The girl’s face darkens. She plugs her fingers in her ears. “No. No!”
“You’ve got to get out of here, Wing Sing. Get out before it’s too late.”
“But how? Chee Song Tong kill me!”
“If I could arrange it, if I could get you safely out of here and find a new life for you, would you come with me?”
“I do not know, Jade Eyes.”
“A new life, Wing Sing. Where you’ll be safe from Chee Song Tong. Where you’ll learn about this country and grow up like a normal girl. Where you’ll eventually meet a good husband and have a family of your own. You want that, don’t you? Oh, I know you want that!”
Wing Sing stares at Zhu, trembling, as if she’s just offered her the moon. “Yes, I go. You really take me?”
“Of course!”
Someone knocks furiously on the bedroom door. Wing Sing shrinks back against the bed, curling up her legs. “Okay, brother cousin!” she calls out in a quavering voice.
Zhu raises her hands—stay calm—and tidies her queue. “I can’t take you now. I’ve got to go get help. But I’ll be back for you.”
“You promise?”
“I promise.”
“Oh, but Jade Eyes, I cannot run. You have to carry me.”

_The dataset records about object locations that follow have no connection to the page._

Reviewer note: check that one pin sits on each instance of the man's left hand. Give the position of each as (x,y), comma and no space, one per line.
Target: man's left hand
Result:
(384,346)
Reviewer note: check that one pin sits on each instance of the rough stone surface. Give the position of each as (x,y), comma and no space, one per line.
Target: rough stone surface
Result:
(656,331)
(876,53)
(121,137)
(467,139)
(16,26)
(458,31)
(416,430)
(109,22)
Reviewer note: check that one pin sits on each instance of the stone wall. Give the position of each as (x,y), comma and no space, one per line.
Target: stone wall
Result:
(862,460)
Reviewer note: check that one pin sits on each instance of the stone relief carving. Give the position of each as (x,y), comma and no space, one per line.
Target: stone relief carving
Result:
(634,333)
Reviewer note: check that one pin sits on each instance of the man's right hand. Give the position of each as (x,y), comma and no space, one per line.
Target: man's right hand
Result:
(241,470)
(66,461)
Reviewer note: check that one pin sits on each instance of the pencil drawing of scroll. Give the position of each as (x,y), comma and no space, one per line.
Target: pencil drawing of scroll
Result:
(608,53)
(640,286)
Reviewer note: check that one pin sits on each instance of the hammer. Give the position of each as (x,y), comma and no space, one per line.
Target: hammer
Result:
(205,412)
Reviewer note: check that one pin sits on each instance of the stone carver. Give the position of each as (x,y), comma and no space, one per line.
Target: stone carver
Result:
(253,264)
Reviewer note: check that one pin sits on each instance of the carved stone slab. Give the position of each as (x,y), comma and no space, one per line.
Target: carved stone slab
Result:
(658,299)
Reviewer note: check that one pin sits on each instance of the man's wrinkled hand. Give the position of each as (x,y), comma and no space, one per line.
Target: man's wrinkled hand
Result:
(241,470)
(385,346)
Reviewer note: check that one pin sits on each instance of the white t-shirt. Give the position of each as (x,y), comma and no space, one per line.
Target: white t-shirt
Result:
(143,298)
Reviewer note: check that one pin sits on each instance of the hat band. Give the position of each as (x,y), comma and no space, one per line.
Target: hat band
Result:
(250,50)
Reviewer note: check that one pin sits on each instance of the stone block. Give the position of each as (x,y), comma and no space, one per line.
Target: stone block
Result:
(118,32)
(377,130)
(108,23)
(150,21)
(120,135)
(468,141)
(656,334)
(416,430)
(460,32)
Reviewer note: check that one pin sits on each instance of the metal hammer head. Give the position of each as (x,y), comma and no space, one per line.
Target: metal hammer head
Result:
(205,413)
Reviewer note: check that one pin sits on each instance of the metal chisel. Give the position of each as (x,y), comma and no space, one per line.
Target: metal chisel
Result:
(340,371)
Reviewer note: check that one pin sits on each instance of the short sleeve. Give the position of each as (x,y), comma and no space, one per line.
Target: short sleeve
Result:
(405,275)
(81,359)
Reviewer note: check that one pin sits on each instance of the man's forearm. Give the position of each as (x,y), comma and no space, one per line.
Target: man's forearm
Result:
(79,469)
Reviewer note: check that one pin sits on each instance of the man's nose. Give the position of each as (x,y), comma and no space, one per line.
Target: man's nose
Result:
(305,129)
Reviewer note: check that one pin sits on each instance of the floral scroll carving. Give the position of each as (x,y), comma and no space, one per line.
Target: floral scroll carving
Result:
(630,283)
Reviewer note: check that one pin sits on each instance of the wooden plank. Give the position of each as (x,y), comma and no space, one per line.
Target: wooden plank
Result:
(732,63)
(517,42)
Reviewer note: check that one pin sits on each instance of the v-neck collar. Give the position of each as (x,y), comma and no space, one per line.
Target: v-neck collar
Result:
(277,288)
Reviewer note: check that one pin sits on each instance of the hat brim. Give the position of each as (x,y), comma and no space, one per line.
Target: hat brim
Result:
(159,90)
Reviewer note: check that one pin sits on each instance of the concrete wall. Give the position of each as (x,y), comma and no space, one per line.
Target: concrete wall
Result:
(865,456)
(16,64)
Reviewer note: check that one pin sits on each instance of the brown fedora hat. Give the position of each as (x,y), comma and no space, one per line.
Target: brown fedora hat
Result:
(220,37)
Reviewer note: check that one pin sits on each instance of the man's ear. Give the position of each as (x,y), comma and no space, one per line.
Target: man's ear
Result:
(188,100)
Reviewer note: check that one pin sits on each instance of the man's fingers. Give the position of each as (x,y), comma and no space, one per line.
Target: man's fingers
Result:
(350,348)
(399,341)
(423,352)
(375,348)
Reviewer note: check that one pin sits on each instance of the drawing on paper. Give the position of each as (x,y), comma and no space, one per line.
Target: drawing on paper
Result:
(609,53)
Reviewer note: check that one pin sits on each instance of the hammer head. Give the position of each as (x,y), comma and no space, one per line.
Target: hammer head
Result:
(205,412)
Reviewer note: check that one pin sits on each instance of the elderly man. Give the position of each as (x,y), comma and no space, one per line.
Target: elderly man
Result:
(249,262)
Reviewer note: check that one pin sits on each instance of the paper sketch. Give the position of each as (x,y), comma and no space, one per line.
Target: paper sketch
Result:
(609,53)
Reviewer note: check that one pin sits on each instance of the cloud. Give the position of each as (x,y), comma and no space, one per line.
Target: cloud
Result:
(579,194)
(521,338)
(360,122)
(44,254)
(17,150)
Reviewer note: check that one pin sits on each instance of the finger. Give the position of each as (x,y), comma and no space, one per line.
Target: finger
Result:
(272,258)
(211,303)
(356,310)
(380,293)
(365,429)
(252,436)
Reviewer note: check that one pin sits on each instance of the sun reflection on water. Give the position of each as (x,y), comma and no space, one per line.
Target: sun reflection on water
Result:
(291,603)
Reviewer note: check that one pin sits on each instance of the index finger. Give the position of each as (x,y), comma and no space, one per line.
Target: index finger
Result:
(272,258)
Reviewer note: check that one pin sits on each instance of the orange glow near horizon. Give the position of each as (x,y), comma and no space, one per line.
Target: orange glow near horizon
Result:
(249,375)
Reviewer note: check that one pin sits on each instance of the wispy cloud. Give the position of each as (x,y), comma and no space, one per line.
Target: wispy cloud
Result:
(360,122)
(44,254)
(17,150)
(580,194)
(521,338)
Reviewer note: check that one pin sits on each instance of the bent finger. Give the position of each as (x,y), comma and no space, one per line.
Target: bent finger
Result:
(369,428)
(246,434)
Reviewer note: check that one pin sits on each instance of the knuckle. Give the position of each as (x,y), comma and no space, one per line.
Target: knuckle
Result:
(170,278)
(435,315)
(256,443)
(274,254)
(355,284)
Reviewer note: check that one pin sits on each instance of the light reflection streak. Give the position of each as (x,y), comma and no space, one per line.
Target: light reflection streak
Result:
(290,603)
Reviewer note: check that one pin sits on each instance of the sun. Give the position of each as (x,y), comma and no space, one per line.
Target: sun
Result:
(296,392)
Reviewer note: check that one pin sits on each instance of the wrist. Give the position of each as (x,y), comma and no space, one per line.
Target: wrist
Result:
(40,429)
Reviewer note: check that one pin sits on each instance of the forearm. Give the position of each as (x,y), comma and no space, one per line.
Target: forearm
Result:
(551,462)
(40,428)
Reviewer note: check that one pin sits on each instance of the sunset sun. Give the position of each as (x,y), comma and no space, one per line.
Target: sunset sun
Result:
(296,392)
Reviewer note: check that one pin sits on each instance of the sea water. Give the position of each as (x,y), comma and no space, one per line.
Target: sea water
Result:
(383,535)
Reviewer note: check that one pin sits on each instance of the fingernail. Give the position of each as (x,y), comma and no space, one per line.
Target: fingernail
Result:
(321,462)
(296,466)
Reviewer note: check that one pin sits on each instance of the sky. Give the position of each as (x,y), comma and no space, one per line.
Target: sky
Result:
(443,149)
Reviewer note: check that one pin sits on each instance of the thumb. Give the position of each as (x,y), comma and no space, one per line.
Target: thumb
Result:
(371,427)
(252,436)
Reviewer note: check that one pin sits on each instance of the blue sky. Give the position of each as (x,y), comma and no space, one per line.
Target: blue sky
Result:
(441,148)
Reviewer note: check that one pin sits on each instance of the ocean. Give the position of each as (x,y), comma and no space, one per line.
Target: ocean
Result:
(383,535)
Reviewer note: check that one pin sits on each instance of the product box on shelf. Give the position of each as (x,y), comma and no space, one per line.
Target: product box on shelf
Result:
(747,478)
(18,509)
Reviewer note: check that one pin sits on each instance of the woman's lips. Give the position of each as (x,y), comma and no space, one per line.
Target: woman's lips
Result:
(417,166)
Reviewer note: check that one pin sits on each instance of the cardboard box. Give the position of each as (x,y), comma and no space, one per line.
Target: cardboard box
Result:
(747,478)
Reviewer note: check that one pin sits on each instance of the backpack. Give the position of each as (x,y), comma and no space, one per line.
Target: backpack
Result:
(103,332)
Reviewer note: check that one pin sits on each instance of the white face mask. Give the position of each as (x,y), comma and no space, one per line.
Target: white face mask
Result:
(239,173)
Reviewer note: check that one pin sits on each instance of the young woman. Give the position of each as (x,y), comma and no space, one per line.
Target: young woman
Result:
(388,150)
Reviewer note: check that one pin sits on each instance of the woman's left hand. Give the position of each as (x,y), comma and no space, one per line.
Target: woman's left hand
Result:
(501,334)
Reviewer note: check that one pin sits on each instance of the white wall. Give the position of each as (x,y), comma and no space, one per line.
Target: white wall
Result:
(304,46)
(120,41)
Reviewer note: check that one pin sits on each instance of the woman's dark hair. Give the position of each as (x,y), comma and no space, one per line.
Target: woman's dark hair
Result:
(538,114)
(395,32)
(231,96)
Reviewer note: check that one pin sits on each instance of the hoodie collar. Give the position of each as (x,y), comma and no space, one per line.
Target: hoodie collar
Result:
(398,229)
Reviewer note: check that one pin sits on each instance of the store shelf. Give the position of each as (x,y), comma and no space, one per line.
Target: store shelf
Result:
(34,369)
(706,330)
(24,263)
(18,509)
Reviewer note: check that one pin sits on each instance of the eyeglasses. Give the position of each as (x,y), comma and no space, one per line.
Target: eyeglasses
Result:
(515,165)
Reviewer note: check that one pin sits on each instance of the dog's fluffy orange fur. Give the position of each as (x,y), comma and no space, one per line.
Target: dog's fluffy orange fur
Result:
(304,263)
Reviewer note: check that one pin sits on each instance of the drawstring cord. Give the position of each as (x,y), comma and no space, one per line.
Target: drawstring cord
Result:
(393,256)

She stretches out her legs.
And that’s when Zhu sees her feet.
In the Japanese Tea Garden, Wing Sing’s feet were unfashionable peasant’s feet, sturdy and whole. Feet made for standing while planting peas or millet. Feet made for walking across the whole country if she had to, to find work. Zhu clearly recalls the straw sandals threaded with green silk. Her big bare feet, her knobby toes.
Zhu rubs her forehead, and that little ping thumps behind her eyes again.
No. No. No no no no no no.
Yes. There is no mistaking the awful crippling inflicted on a girl-child in the China of 1895 and in centuries past. Her toes have been broken and bent under the rest of her foot and brutally tied there with strips of cloth. The bone of her arch has been slowly bowed and broken over long torturous years so that the whole of her foot resembles a clenched fist.